By reading this thread I've learned that, apparently, you are not allowed to rewrite a large piece of software backed by a large test suite in another language within two weeks otherwise you are a witch and need to be burned on a stake. You are also not allowed to move from the PoC phase to lets-do-it phase within a couple of days without being called names. Why are we concerned with speed all of a sudden? Are we in the "people will literally die if a car moved faster than 25 mph" era of software engineering? Let them do whatever they want, they've shown the will to move on from wrong decisions, they will do it again if the Rust port fails to deliver and the whole industry gets to learn from it, whatever "it" might become.

I can't ignore how much this sounds like Stockton Rush.

> "Apparently if you build a submersible with carbon fiber you are a witch and need to be burned on a stake. But look we're making reliable trips down to the Titanic with no problems."

Realistically, this is a forum of experienced engineers watching a company make some extremely questionable but very flashy engineering decisions. There's going to be a lot of people standing around here going "gee I dunno, that seems questionable".
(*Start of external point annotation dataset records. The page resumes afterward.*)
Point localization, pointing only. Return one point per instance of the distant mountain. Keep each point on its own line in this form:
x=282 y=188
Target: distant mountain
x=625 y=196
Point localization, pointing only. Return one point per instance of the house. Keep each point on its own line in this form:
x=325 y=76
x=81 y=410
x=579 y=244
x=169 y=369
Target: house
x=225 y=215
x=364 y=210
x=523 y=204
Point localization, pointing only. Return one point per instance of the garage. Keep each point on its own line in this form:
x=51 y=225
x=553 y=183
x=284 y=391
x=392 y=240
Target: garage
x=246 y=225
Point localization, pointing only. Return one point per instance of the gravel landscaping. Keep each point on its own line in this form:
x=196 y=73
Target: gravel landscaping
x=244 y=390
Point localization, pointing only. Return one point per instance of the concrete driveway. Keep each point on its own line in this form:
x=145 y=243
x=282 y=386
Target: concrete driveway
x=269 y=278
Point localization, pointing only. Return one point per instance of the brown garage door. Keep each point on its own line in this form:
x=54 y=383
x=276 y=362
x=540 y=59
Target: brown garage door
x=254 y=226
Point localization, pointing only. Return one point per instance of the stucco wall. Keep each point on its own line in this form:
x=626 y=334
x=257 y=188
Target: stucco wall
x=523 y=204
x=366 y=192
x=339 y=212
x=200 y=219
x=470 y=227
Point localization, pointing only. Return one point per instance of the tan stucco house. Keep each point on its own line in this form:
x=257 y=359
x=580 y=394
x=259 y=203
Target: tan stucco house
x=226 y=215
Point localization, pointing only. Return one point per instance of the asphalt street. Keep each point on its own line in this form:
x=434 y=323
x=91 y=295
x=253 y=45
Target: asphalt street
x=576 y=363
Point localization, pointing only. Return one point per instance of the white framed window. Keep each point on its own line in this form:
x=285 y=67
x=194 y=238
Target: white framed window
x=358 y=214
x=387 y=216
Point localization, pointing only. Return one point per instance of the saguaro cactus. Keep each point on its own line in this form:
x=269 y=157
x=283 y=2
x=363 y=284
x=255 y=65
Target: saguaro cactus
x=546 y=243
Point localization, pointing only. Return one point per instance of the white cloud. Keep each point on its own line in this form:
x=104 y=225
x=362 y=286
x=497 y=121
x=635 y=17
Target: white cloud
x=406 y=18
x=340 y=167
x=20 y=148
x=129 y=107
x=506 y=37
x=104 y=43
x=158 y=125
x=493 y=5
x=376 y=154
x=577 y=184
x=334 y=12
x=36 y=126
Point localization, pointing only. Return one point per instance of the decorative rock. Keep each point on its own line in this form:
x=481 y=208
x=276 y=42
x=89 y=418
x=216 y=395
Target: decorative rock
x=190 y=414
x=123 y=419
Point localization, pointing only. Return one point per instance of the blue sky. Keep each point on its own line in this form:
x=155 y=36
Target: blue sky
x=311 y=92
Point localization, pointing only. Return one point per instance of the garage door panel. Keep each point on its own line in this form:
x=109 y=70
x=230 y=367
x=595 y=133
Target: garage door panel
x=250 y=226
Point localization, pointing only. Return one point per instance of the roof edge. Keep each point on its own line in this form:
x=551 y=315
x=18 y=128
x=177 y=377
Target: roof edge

Personally, I think the rewrite will largely work - logically, direct translations from one language to another are pretty well within the realm of the few things LLMs should perform extremely well at. But I also think more information will come out showing this was much more bespoke than just prompting an agent to do the translation. This just feels too much like an ad for Anthropic, I think it's likely there was a lot more human involvement and planning than we are being told.

[dead]

That you're only just "learning" that these things are true is a damning admission. And to fix your bad analogy, it's more like "hey maybe we shouldn't be allowing f1 street races through school zones".

That analogy might work if this situation is 'reckless behaviour risking children's safety' but in this case it's much closer to 'We made an large, potentially risky change that you can choose to avoid until it's more mature'

The analogy is just bad to begin with.

It's more like "we've switched ingredients while actively denying that they'll be switched".
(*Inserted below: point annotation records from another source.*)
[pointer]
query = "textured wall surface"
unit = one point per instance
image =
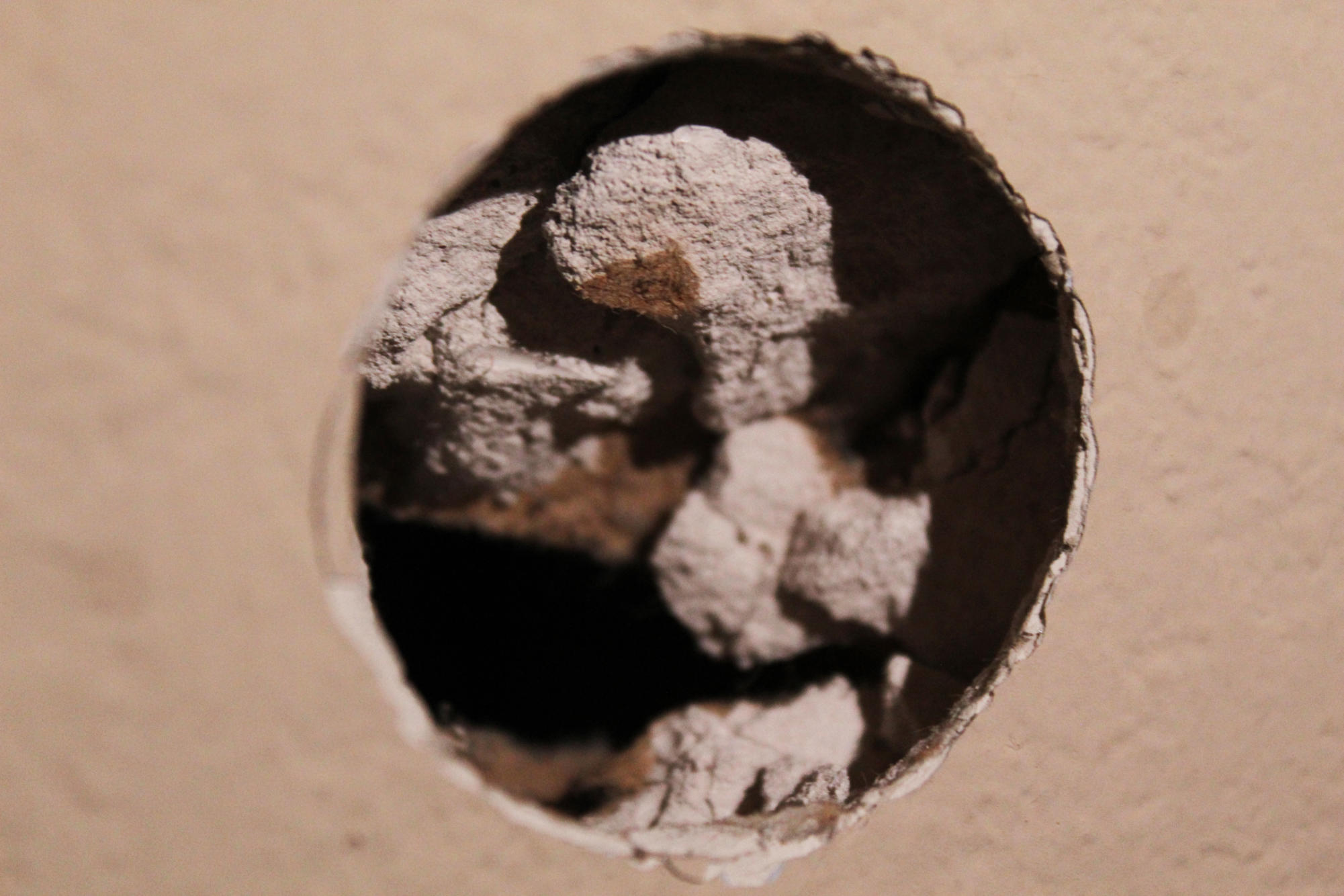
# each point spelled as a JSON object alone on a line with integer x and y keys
{"x": 197, "y": 201}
They never denied they'd switch, just that they'd need solid improvements confirmed before they switched. Clearly internally they've decided they've seen the gains necessary to carry on with the switch

https://news.ycombinator.com/item?id=48019226

> This whole thread is an overreaction. 302 comments about code that does not work. We haven’t committed to rewriting. There’s a very high chance all this code gets thrown out completely

I know words are hard, but if you find it hard to believe any humans here, then feed it into your favorite LLM.
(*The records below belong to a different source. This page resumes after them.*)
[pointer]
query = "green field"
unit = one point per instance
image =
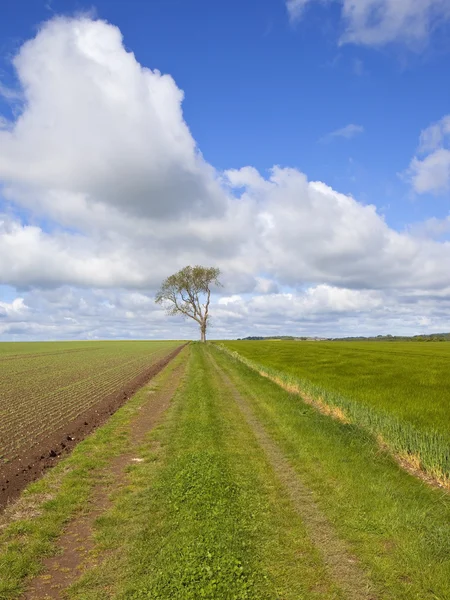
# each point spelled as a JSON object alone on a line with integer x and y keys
{"x": 45, "y": 385}
{"x": 239, "y": 491}
{"x": 400, "y": 391}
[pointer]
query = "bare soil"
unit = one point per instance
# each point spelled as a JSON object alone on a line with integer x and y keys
{"x": 17, "y": 474}
{"x": 76, "y": 545}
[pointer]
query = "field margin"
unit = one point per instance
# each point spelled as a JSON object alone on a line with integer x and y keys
{"x": 425, "y": 455}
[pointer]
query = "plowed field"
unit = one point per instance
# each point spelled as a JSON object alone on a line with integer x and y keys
{"x": 46, "y": 387}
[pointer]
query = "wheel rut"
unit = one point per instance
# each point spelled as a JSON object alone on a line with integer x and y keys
{"x": 343, "y": 566}
{"x": 76, "y": 545}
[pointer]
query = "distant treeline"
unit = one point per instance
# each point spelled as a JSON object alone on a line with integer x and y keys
{"x": 280, "y": 337}
{"x": 432, "y": 337}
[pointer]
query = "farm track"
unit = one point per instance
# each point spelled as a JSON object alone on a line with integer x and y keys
{"x": 342, "y": 564}
{"x": 30, "y": 465}
{"x": 243, "y": 492}
{"x": 76, "y": 545}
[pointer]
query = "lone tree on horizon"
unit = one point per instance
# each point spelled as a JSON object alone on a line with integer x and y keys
{"x": 188, "y": 293}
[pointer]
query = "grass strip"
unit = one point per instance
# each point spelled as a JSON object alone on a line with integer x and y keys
{"x": 422, "y": 450}
{"x": 204, "y": 516}
{"x": 31, "y": 526}
{"x": 396, "y": 525}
This is silly IMHO. They haven’t released a new official Bun version with this code yet. It is a canary release. Give them a chance to figure it out and try it out and see how the limited number of production users of bun as a runtime experience the move. If it succeeds, this will massively accelerate development and they will have much to teach us all about how to safely code 1M lines with AI and merge it in days. If it fails, we will know that AI isn’t ready for that yet

The AI polarization is making me sick. Please don't let this style of comment become normalized on HN (and that includes equivalently tribalistic anti-AI comments).

> By reading this thread I've learned that, apparently, you are not allowed to rewrite a large piece of software backed by a large test suite in another language within two weeks otherwise you are a witch and need to be burned on a stake.

You've just learned that you can't do random shit and not get called out? Were you born yesterday?

Anyone running bun in production right now has to be sweating lol, this is a ridiculous change for a part of your software stack that really ought to be reliable.

Heavy implications on how the future will be formed if things go well with this port. It would prove a lot of people wrong if things go well 3 months down the road.

Not really - three months is nowhere near long enough to demonstrate if a large piece of software has issues or not.

With the amount of applications running on Bun? I’d say enough.

You think they'll ~all merrily move to the new version?

Doesn’t have to. It’s a big bet, with a huge payout for Anthropic.

The top comment in the thread explains it pretty well, so please don't pretend it's anything else. The point is they went from "chillax, it's just an experiment" to "we'll switch languages via a 1M line vibecoded patch" in two days. People that rely on this software are understandably fearful, since there is no way this change has been properly revised and tested. Although perhaps the mistake was relying on such software in the first place... And so are contributors too, which have seen essentially the entire codebase replaced in a week.

People relying on this software can absolutely choose to stay on current/recent versions until this becomes more mature. My assumption is that the current state allows for public testing, but anyone needing a stable version wouldn't be affected and can choose to not be affected by it.

Why "no way"? You're also forgetting extensive test suite?

Merging it so quickly only odd if you're planning on retaining current community.

It's not like it was merged and shipped to every single stable distro overnight. That's how things get tested.